Based on the results of these clinical trials, the model highlighted aspects of MV that are clinically important in determining optimal PEEP. First, the model evaluates waveforms to assess recruitment and de-recruitment, thus determining the patient's recruitability. By examining how recruitable a patient is with respect to TOP, TCP, and net rate of recruitment, the model non-invasively evaluates the point where additional PEEP does not cause additional recruitment or retention of alveoli.

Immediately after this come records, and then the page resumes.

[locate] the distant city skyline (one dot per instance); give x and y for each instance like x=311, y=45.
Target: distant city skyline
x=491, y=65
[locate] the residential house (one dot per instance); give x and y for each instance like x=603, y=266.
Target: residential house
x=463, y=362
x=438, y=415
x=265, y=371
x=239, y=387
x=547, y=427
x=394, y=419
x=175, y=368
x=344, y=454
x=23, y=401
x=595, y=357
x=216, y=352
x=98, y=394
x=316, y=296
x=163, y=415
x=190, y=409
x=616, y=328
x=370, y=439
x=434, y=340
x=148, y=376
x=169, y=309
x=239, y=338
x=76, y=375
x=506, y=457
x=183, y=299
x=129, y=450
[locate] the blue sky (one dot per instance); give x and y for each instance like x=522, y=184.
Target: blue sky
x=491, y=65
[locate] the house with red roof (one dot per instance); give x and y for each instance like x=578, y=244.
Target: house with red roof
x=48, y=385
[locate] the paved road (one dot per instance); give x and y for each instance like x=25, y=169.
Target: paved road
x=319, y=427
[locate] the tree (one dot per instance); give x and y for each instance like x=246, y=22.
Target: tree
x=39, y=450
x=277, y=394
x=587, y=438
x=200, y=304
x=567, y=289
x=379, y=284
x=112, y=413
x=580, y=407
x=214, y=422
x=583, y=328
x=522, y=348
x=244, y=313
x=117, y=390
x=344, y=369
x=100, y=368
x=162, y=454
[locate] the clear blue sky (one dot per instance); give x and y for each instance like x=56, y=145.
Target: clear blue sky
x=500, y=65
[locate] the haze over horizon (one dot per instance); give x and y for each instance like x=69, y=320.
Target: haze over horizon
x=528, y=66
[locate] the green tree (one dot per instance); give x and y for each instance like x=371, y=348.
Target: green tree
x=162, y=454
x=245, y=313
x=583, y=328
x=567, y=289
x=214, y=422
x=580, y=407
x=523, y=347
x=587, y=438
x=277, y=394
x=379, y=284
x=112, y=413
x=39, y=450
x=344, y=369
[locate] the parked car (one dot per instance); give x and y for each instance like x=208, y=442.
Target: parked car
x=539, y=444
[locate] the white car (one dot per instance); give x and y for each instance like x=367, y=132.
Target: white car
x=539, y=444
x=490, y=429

The model uses the TOP to assess the impact on recruitability using PEEP. The clinical data suggested that Patients 1, 3, 4, 9 and 10 were highly recruitable. These patients showed a significant drop in TOP as PEEP increased. In contrast, Patients 2, 6, 7 and 8 showed negligible or no change in TOP as PEEP increased, with PEEP resulting in minimally additional or no recruitment. Patient 5 underwent two trials, and in trial 1, was not very recruitable due to the minimal changes seen in TOP. However, during the second trial, Patient 5 had a stronger recruitment response to PEEP.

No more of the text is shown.